4. Isolated Build Sandboxes

Every build runs in an isolated, ephemeral sandbox that is created for the build and destroyed afterward. Sandboxes have no access to other customers' builds or data, run with constrained CPU, memory, and time budgets, and have restricted network egress limited to the endpoints a build legitimately needs (package registries, your connected providers, and AI APIs through our gateway).

5. Command Allowlists

Automation inside the build pipeline does not get a free shell. Commands executed during generation, testing, and deployment are checked against explicit allowlists; anything outside the allowlist is rejected and logged. This limits the blast radius of both model mistakes and prompt-injection attempts that try to steer the pipeline into running unexpected commands.

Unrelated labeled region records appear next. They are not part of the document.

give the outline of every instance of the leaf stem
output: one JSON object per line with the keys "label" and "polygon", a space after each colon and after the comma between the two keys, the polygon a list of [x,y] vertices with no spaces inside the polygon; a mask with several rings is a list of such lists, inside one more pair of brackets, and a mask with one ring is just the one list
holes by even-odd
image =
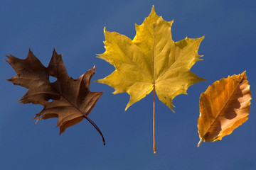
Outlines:
{"label": "leaf stem", "polygon": [[153,149],[154,154],[156,154],[156,138],[155,138],[155,85],[153,86]]}
{"label": "leaf stem", "polygon": [[85,118],[86,118],[92,125],[94,128],[95,128],[95,129],[97,130],[97,131],[98,131],[98,132],[100,133],[100,135],[101,135],[102,138],[102,142],[103,142],[103,145],[105,145],[105,139],[103,137],[102,133],[100,132],[100,128],[96,125],[96,124],[92,120],[90,120],[90,118],[89,118],[86,115],[83,115],[85,117]]}

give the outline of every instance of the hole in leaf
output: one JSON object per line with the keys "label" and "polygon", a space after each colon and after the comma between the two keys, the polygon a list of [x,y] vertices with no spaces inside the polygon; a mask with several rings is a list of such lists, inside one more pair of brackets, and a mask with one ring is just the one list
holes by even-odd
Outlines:
{"label": "hole in leaf", "polygon": [[57,80],[56,77],[54,77],[54,76],[49,76],[49,81],[50,81],[50,83],[53,83],[53,82],[56,81],[56,80]]}

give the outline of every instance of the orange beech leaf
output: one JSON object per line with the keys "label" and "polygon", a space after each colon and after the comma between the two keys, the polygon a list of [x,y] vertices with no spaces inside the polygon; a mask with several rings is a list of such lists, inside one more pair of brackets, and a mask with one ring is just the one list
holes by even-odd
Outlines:
{"label": "orange beech leaf", "polygon": [[[28,89],[19,101],[44,106],[34,118],[38,118],[37,121],[58,118],[57,127],[60,126],[60,135],[67,128],[85,118],[101,135],[105,144],[100,129],[87,117],[102,94],[102,92],[90,91],[90,81],[95,74],[95,66],[78,79],[73,79],[68,76],[61,55],[58,55],[55,50],[48,67],[45,67],[30,50],[25,60],[13,55],[7,55],[7,57],[6,61],[17,74],[8,81]],[[50,76],[57,80],[50,82]],[[53,101],[49,101],[50,99]]]}
{"label": "orange beech leaf", "polygon": [[245,72],[216,81],[200,96],[201,142],[221,139],[248,119],[251,92]]}

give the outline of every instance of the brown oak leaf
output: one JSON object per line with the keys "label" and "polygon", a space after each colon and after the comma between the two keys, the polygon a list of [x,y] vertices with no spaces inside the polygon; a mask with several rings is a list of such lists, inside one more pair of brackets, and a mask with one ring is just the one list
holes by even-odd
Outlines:
{"label": "brown oak leaf", "polygon": [[[100,129],[87,117],[102,94],[102,92],[90,91],[90,81],[95,74],[95,66],[78,79],[73,79],[68,76],[61,55],[58,55],[55,50],[48,67],[45,67],[30,50],[25,60],[13,55],[6,56],[6,61],[17,74],[8,81],[28,89],[19,101],[44,106],[34,119],[38,118],[38,121],[58,118],[57,127],[60,127],[60,135],[67,128],[85,118],[99,132],[105,144]],[[50,82],[50,76],[57,78],[57,80]]]}

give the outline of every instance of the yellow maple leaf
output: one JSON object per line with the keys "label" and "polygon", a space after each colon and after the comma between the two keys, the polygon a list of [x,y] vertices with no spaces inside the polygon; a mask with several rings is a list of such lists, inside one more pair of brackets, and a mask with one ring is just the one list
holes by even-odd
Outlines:
{"label": "yellow maple leaf", "polygon": [[137,34],[132,40],[104,28],[106,51],[98,56],[116,69],[96,81],[112,86],[114,94],[129,94],[125,110],[153,90],[154,98],[156,91],[159,100],[174,111],[173,98],[186,94],[188,86],[205,80],[190,71],[196,62],[201,60],[198,50],[204,37],[174,42],[171,33],[172,23],[156,15],[153,6],[143,23],[135,24]]}
{"label": "yellow maple leaf", "polygon": [[201,142],[221,140],[247,119],[251,100],[245,72],[216,81],[200,96]]}

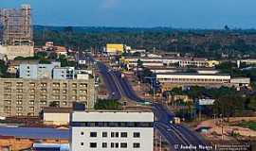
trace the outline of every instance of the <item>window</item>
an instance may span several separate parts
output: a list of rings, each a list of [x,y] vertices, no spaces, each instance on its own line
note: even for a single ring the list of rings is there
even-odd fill
[[[140,143],[134,143],[134,148],[139,148],[140,147]]]
[[[41,105],[46,105],[46,101],[40,101]]]
[[[90,137],[91,138],[96,138],[97,137],[97,132],[91,132]]]
[[[22,107],[16,107],[16,110],[22,111],[23,108]]]
[[[102,132],[102,138],[106,138],[107,137],[107,132]]]
[[[66,90],[63,90],[63,93],[66,93]]]
[[[16,101],[16,104],[17,104],[17,105],[22,105],[22,100],[17,100],[17,101]]]
[[[111,132],[111,137],[114,138],[115,137],[115,133]]]
[[[121,138],[127,138],[127,132],[121,132]]]
[[[127,143],[120,143],[120,147],[121,148],[127,148]]]
[[[29,110],[34,110],[34,107],[29,107]]]
[[[28,104],[29,104],[29,105],[34,105],[35,102],[34,102],[34,100],[30,100],[30,101],[28,102]]]
[[[119,148],[119,143],[116,143],[115,147],[116,148]]]
[[[102,148],[107,148],[107,143],[102,143]]]
[[[30,87],[35,87],[35,83],[29,83]]]
[[[119,133],[116,132],[116,138],[119,137]]]
[[[139,138],[139,137],[140,137],[140,133],[138,133],[138,132],[134,133],[134,138]]]
[[[77,84],[76,83],[73,83],[72,84],[72,88],[77,88]]]
[[[97,148],[97,143],[90,143],[90,148]]]
[[[5,104],[6,105],[11,105],[11,101],[10,100],[5,100]]]
[[[34,93],[35,92],[35,90],[34,89],[30,89],[29,90],[29,92]]]

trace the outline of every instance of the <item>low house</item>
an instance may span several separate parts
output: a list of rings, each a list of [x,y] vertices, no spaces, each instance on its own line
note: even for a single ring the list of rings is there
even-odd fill
[[[44,124],[55,126],[66,126],[69,124],[69,114],[73,109],[71,108],[45,108]]]

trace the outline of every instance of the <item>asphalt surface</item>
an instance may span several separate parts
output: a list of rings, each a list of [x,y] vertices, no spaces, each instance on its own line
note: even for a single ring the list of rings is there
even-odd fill
[[[90,59],[93,60],[93,58],[90,57]],[[110,98],[119,99],[124,95],[131,101],[139,104],[146,102],[136,94],[129,81],[125,77],[122,78],[119,72],[113,71],[101,62],[97,62],[97,66],[103,76],[108,91],[112,93]],[[208,144],[196,132],[183,125],[171,124],[170,121],[174,119],[174,115],[167,110],[164,106],[154,103],[152,104],[152,110],[156,118],[155,127],[167,140],[170,150],[209,150],[199,148],[199,146],[208,146]]]

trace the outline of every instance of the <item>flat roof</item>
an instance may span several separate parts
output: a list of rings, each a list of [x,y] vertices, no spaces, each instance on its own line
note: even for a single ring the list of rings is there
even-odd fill
[[[157,75],[179,75],[179,76],[229,76],[228,74],[198,74],[198,73],[156,73]]]
[[[153,122],[152,111],[74,111],[73,122]]]
[[[69,131],[56,128],[4,127],[0,126],[0,136],[27,139],[64,139],[69,138]]]
[[[44,108],[44,113],[70,113],[72,112],[72,108],[54,108],[54,107],[46,107]]]

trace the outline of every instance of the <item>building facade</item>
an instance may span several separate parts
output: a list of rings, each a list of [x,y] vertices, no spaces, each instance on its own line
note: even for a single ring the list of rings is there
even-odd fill
[[[51,104],[71,108],[73,102],[92,109],[94,97],[94,78],[0,78],[0,116],[38,116]]]
[[[29,79],[52,78],[55,67],[61,67],[61,62],[52,62],[51,64],[20,64],[19,77]]]
[[[57,67],[53,69],[54,79],[73,79],[75,77],[74,67]]]
[[[174,87],[204,86],[221,87],[230,85],[231,76],[229,75],[201,75],[192,73],[157,73],[155,78],[161,85],[162,91]]]
[[[153,112],[75,111],[71,151],[153,151]]]
[[[124,51],[124,44],[108,43],[106,44],[106,52],[108,54],[120,54]]]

6. Webhook Signature Verification

Inbound webhooks — from GitHub, Render, our payment processor, and other integrations — are verified against their provider signatures (HMAC or equivalent) before any processing occurs. Requests with missing or invalid signatures are rejected and recorded. Outbound webhook-style callbacks we emit are signed so receiving systems can verify us in turn.

7. Secret Masking and Redaction

Secrets are decrypted only at the moment of use and are systematically masked elsewhere: build logs, error reports, and user interfaces redact known secret values and token-shaped strings; secrets are excluded from prompts sent to AI models except where an integration explicitly requires a designated value; and full secret values are never displayed back after you save them. If a secret is suspected to have leaked, we support immediate rotation by disconnecting and reconnecting the integration.

8. Audit Logging

Security-relevant events — sign-ins, credential connections and disconnections, build launches, deployment actions, permission changes, and administrative access — are written to append-only audit logs with timestamps and actor identifiers. Logs are retained for a bounded operational window, monitored for anomalies, and available to support investigations of suspected account compromise.

9. Operational Practices

Access to production systems is limited to a small number of operators using strong authentication, granted on a least-privilege basis, and reviewed periodically. Dependencies are monitored for known vulnerabilities, and patches for critical issues are prioritized. We maintain an incident response process that includes containment, customer notification where legally required or otherwise warranted, and post-incident review.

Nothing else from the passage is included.